Warning: A worker aborted during execution of the parfor loop. The parfor loop will
 now run again on the remaining workers.

If you are running an spmd block, the spmd block might also error with a message like the following:

The parallel pool that SPMD was using has been shut down. Reason:
The client lost connection to worker 3 (Task 3; Host: localhost), potentially due to network
issues or errors during the interactive communicating job.

Possible Solutions

MATLAB® might shut down the parallel pool if a MATLAB worker terminates unexpectedly or if network, memory, or communication issues prevent the worker from connecting to the client.

Check for MATLAB Worker Crash

If the error was caused by a worker terminating unexpectedly, the worker generates crash logs just like the MATLAB client. Use one of these approaches to obtain the crash logs generated by the workers. When you have the crash logs, examine the logs to troubleshoot the cause of the crash. If the crash was in MEX code you wrote, then you can try to run the MEX code on the client to check for issues. Otherwise, for assistance with understanding and troubleshooting your crash, submit a support case at https://www.mathworks.com/support/contact_us.html.
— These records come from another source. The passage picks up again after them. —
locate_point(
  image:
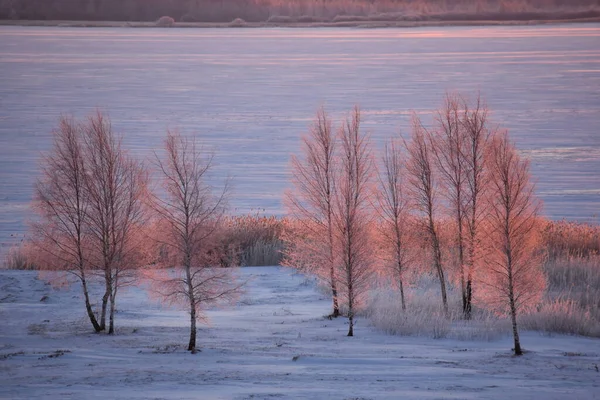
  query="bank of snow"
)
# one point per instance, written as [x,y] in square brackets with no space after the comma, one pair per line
[274,344]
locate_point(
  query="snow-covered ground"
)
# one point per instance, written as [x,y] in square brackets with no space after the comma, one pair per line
[275,343]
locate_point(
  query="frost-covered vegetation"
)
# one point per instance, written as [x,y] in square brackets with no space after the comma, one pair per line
[298,11]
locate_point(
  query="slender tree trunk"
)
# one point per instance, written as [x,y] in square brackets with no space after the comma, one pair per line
[192,343]
[104,307]
[192,300]
[401,285]
[513,317]
[88,306]
[350,316]
[469,298]
[111,326]
[437,260]
[336,306]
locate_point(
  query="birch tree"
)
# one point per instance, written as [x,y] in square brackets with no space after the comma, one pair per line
[424,191]
[448,153]
[352,216]
[190,216]
[478,136]
[61,202]
[513,279]
[311,205]
[116,187]
[393,206]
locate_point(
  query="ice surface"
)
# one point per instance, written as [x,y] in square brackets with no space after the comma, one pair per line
[274,344]
[251,93]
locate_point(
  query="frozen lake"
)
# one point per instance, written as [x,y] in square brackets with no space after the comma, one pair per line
[251,93]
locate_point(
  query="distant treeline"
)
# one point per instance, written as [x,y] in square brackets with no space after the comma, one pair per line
[294,10]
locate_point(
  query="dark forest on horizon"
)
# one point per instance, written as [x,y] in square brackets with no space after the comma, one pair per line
[303,11]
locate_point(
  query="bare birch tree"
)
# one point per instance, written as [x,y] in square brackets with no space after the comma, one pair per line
[478,136]
[116,185]
[393,207]
[60,199]
[513,278]
[424,191]
[352,216]
[191,215]
[311,204]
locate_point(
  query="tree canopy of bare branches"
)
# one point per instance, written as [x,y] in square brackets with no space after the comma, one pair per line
[424,191]
[60,233]
[513,278]
[189,219]
[394,209]
[116,187]
[91,203]
[311,203]
[353,214]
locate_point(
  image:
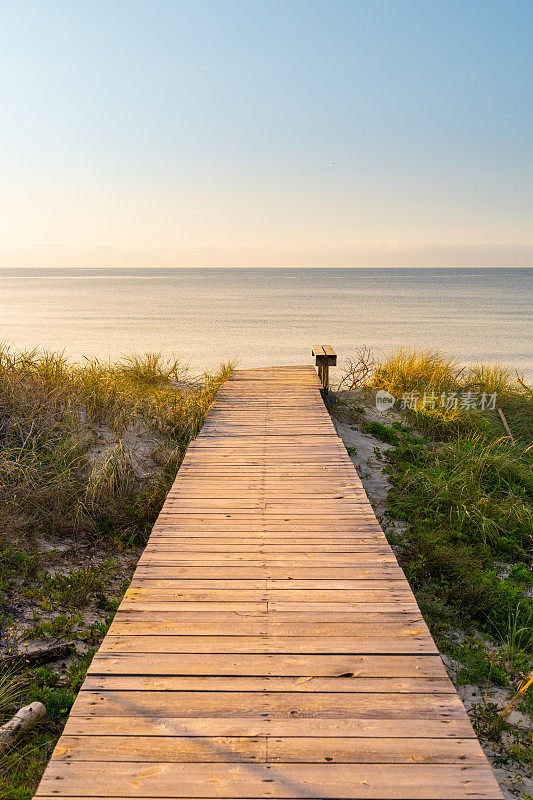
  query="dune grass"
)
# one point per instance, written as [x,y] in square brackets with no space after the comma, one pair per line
[87,454]
[82,443]
[464,493]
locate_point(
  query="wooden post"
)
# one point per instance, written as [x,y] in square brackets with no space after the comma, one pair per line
[325,358]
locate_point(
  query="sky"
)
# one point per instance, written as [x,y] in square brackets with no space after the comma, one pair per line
[266,133]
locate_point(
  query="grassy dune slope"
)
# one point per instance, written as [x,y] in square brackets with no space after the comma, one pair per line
[460,517]
[87,455]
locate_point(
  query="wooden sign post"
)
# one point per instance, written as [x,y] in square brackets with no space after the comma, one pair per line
[325,357]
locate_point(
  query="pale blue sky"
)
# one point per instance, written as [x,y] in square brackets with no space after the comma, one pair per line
[337,133]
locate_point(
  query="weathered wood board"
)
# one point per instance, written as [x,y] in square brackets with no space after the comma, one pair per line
[269,645]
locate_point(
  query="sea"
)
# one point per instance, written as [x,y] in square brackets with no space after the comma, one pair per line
[264,317]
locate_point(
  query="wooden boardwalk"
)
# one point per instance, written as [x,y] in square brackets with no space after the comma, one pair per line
[269,645]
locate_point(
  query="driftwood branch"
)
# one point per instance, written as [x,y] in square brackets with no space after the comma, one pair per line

Local Machine Processes Pools.  The MATLAB client displays a warning after the error with a link to the location of the crash logs. To access the crash logs, select the link.

Warning: 6 worker(s) crashed while executing code in the current parallel pool. MATLAB may
attempt to run the code again on the remaining workers of the pool, unless an spmd block has
run. View the crash dump files to determine what caused the workers to crash.
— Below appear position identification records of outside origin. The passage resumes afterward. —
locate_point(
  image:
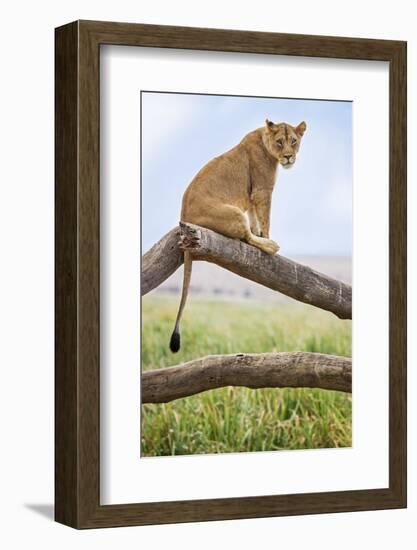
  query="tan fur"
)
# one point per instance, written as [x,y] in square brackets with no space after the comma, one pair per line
[232,193]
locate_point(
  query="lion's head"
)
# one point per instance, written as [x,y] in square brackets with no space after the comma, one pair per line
[283,141]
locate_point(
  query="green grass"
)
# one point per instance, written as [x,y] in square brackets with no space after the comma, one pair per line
[239,419]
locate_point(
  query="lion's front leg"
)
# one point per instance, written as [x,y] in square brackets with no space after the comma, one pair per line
[262,203]
[253,221]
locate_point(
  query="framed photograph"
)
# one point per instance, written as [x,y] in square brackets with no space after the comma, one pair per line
[230,274]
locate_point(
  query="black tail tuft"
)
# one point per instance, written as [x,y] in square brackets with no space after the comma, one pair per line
[175,342]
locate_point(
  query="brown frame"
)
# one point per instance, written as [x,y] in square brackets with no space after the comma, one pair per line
[77,359]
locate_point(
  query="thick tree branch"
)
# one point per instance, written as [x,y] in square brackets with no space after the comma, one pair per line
[161,261]
[263,370]
[277,272]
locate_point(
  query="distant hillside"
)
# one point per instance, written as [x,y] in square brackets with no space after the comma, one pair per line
[211,280]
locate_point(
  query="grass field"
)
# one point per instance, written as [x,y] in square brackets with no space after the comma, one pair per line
[240,419]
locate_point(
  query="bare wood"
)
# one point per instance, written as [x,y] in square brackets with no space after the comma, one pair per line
[277,272]
[161,261]
[259,370]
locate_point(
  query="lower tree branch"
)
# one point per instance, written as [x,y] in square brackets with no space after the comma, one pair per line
[263,370]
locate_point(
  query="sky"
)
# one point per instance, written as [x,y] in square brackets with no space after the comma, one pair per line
[312,202]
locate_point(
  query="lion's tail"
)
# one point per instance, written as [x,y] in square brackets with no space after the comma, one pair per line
[175,341]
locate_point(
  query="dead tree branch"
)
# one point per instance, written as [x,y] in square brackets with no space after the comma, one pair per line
[276,272]
[262,370]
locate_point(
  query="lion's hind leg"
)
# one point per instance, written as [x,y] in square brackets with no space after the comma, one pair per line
[231,221]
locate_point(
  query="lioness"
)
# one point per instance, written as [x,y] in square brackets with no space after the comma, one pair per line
[232,193]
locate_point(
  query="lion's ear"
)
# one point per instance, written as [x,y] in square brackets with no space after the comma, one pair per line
[268,124]
[301,128]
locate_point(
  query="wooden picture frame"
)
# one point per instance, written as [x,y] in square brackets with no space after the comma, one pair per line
[77,364]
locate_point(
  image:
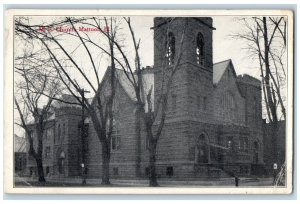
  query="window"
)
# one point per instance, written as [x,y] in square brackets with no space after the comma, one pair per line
[63,130]
[147,171]
[115,171]
[147,142]
[59,132]
[115,137]
[47,152]
[115,142]
[204,103]
[192,153]
[229,143]
[169,171]
[202,151]
[173,102]
[200,49]
[228,104]
[198,102]
[47,170]
[170,46]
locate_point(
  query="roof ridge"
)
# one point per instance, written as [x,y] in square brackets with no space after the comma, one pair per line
[222,61]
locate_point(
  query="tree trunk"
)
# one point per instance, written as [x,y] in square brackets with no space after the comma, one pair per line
[138,140]
[267,75]
[39,164]
[105,164]
[152,160]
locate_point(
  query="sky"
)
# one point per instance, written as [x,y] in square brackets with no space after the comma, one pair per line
[224,46]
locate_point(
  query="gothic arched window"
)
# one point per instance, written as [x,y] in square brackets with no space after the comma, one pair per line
[170,55]
[200,49]
[228,104]
[202,151]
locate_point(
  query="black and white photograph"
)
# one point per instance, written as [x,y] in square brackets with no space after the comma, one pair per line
[149,101]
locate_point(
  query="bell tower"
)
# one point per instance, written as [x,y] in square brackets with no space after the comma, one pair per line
[190,38]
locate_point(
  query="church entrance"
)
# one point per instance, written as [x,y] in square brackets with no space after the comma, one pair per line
[202,150]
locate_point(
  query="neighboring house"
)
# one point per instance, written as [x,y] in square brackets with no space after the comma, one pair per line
[213,126]
[61,141]
[20,154]
[275,146]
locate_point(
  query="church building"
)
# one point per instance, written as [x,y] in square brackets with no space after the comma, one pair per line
[213,126]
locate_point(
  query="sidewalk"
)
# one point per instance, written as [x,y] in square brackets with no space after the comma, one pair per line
[162,182]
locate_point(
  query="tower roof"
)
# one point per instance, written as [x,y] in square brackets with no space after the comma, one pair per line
[219,69]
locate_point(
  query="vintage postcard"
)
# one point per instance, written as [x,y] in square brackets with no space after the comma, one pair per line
[149,101]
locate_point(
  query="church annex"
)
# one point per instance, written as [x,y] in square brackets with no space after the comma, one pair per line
[213,126]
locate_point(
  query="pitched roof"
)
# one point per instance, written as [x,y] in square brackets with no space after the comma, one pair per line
[70,101]
[219,69]
[19,144]
[148,83]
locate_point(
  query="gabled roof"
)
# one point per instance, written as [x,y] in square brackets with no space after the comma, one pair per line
[148,83]
[219,69]
[19,144]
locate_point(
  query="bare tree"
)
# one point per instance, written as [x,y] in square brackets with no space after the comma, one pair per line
[35,78]
[134,74]
[266,39]
[63,58]
[266,42]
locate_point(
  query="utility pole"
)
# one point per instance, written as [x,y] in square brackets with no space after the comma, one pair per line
[83,130]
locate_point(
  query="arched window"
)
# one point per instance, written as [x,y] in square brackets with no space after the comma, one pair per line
[59,132]
[202,150]
[200,49]
[170,46]
[228,104]
[256,148]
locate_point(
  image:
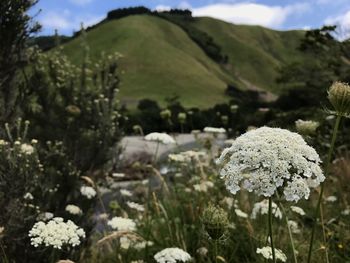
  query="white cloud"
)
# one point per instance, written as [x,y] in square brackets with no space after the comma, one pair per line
[343,25]
[251,13]
[65,22]
[81,2]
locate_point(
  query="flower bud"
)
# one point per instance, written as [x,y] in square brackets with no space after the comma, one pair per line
[339,97]
[215,221]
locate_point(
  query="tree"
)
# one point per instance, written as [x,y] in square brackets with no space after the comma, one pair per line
[16,27]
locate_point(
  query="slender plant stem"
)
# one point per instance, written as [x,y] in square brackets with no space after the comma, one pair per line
[289,231]
[270,230]
[317,211]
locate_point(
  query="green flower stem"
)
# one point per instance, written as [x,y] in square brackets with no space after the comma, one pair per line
[270,230]
[289,231]
[328,162]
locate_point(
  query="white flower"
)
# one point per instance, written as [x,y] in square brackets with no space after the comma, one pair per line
[266,252]
[331,199]
[263,209]
[88,192]
[136,206]
[73,209]
[294,227]
[298,210]
[214,130]
[27,149]
[118,175]
[125,192]
[28,196]
[172,255]
[203,186]
[120,223]
[160,137]
[240,213]
[265,159]
[56,233]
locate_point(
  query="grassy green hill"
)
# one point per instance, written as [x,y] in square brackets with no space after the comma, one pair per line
[160,59]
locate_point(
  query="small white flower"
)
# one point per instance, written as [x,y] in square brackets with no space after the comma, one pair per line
[331,199]
[263,208]
[136,206]
[298,210]
[56,233]
[294,227]
[172,255]
[88,192]
[125,192]
[240,213]
[120,223]
[74,210]
[160,137]
[266,252]
[214,130]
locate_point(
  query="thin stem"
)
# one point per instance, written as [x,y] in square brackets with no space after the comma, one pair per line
[289,231]
[270,230]
[317,211]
You can also access the crash logs in the job storage location of the local machine. To locate the job storage location, type these commands in the MATLAB Command Window.

c = parcluster("Processes");
c.JobStorageLocation
In the job storage location folder, look for the Job# folder with the job ID of the failed parallel pool job and access any matlab_crash_dump files. Use one of these methods to identify the job ID of the failed parallel pool job on the client.

  • In the Job Monitor, locate the job ID of jobs with the description "Interactive pool", and the state "failed".

    The job monitor shows job with user ID 123, state shown as "failed", and the description is "interactive pool".

  • When you next create a parallel pool with the Processes profile, the client displays a message with the job ID for the failed parallel pool.

    Preserving jobs with IDs: 78 because they contain crash dump files.
    You can use 'delete(myCluster.Jobs)' to remove all jobs created with profile Processes.
    To create 'myCluster' use 'myCluster = parcluster('Processes')'.

MATLAB Job Scheduler Cluster Pools.  The crash logs are on the compute node hosting the lost worker. Where possible, the MATLAB client displays a warning after the error with a link to the location of the crash logs. To access the location of the crash logs, select the link.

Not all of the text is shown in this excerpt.